Constituency details
- Country: India
- Region: East India
- State: Bihar
- District: Darbhanga
- Lok Sabha constituency: Darbhanga
- Established: 1977
- Abolished: 2010

= Bahera Assembly constituency =

Bahera Assembly constituency was an assembly constituency in Darbhanga district in the Indian state of Bihar.

As a consequence of the orders of the Delimitation Commission of India, Bahera Assembly constituency ceased to exist in 2010.

It was part of Darbhanga Lok Sabha constituency.

==Results==
===1977-2005===
In October 2005, February 2005, and 2000 state assembly elections, Abdul Bari Siddiqui of RJD won the Bahera assembly seat defeating his nearest rivals Ram Narayan Thakur, Mahendra Jha Azad and Harish Chandra Jha, all of BJP, respectively. Contests in most years were multi cornered but only winners and runners are being mentioned.

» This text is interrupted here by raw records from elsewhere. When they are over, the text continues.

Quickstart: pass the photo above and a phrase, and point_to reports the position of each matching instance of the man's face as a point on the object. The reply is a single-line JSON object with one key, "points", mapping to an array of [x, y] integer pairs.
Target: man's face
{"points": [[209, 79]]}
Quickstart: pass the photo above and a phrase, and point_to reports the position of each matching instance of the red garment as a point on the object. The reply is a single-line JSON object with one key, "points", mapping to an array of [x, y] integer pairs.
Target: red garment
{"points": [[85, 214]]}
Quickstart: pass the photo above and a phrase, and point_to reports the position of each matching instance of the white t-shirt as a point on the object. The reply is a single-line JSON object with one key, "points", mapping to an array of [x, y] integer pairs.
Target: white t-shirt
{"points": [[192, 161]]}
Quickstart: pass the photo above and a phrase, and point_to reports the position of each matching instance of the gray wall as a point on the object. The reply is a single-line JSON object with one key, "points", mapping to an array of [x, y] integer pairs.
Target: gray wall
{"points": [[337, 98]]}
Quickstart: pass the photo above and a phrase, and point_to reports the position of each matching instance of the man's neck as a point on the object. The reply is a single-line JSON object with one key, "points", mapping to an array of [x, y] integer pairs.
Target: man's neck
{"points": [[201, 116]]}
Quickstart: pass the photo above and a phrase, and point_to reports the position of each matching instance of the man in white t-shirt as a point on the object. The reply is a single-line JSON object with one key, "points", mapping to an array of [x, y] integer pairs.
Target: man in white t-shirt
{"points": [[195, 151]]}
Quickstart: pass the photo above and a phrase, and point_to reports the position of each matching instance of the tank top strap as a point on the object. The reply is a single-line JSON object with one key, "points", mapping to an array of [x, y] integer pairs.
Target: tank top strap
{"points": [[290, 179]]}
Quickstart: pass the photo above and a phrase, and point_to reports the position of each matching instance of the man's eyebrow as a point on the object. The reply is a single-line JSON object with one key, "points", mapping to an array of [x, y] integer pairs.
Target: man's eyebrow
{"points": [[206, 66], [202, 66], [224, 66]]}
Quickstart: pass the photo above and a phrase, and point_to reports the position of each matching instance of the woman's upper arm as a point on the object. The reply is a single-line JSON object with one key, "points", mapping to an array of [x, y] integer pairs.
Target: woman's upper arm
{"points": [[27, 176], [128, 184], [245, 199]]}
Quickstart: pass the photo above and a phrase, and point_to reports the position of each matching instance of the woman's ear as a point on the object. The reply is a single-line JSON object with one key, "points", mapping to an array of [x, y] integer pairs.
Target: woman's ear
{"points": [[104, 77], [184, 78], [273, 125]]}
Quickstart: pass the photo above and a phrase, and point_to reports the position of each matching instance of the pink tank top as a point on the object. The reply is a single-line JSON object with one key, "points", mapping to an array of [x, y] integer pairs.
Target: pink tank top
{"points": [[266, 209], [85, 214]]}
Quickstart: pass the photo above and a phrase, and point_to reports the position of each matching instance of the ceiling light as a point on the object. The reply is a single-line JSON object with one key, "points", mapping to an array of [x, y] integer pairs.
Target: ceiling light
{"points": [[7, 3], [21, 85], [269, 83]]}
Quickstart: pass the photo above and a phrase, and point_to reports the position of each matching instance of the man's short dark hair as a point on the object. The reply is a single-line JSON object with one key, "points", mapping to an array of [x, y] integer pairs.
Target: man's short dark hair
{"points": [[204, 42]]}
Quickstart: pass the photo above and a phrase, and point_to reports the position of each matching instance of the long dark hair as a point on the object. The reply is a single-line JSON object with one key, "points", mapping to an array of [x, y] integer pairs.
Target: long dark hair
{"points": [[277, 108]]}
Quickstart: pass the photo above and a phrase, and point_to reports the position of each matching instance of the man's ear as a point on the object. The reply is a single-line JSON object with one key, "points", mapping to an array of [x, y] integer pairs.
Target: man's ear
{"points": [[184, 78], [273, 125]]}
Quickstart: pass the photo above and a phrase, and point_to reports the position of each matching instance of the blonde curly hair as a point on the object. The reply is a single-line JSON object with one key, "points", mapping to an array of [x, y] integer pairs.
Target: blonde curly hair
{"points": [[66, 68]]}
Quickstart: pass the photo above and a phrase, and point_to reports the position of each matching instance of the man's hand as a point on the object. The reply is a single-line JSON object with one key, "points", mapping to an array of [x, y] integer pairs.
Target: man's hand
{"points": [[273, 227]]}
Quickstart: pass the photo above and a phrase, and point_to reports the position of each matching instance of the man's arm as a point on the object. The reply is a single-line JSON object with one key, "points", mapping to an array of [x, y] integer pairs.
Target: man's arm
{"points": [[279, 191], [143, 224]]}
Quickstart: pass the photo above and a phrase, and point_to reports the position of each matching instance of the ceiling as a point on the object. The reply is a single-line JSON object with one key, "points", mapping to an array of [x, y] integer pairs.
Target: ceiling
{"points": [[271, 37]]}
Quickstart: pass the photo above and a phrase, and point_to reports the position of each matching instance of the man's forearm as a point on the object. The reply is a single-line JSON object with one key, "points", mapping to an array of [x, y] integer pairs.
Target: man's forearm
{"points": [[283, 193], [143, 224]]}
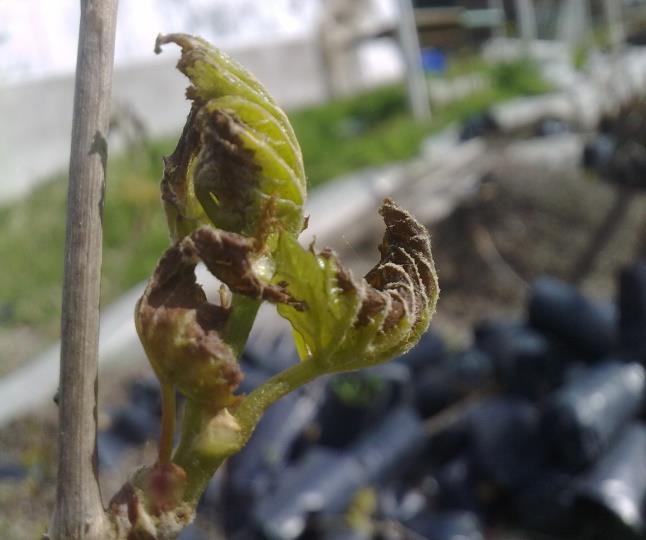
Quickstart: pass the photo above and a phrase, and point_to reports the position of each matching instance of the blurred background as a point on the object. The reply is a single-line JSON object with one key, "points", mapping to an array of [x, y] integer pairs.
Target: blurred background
{"points": [[515, 129]]}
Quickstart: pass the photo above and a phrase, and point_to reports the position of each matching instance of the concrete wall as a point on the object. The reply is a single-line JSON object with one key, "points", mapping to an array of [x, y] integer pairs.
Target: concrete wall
{"points": [[36, 117]]}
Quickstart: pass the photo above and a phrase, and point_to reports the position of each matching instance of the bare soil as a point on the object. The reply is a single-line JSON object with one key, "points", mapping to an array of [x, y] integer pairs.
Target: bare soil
{"points": [[523, 223]]}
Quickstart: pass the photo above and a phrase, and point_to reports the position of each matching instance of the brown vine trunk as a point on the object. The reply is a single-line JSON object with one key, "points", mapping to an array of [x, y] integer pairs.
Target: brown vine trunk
{"points": [[79, 513]]}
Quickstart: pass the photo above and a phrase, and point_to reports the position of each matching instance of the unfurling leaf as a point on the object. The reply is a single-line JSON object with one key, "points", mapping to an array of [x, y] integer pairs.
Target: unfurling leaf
{"points": [[237, 164], [181, 331], [348, 323]]}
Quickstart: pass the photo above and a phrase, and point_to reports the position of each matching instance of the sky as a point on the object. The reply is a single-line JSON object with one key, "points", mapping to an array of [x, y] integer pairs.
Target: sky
{"points": [[38, 37]]}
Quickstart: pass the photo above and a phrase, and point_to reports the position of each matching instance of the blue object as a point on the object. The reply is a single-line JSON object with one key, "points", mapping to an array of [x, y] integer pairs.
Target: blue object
{"points": [[433, 60]]}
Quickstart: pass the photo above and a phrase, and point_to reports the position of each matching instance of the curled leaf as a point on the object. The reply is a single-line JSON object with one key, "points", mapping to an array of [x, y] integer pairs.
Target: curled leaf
{"points": [[352, 323], [237, 164], [181, 331]]}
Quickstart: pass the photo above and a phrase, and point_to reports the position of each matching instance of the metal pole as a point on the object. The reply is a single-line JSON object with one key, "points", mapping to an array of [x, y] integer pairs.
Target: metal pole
{"points": [[415, 79]]}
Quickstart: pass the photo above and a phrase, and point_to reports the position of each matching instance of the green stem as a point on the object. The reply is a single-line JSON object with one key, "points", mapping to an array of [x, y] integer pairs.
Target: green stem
{"points": [[167, 430], [209, 437], [256, 403], [199, 468], [241, 319]]}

Abdul Bari Siddiqui representing JD defeated Harish Chandra Jha of BJP in 1995. Mahendra Jha Azad of Congress/ Independent defeated Abdul Bari Siddiqui of JD/ LD in 1990 and 1985. Paramanand Jha of Congress defeated Abdul Bari Siddiqui of Janata Party (Secular – Charan Singh) in 1980. Abdul Bari Siddiqui of JP defeated Harinath Mishra of Congress in 1977.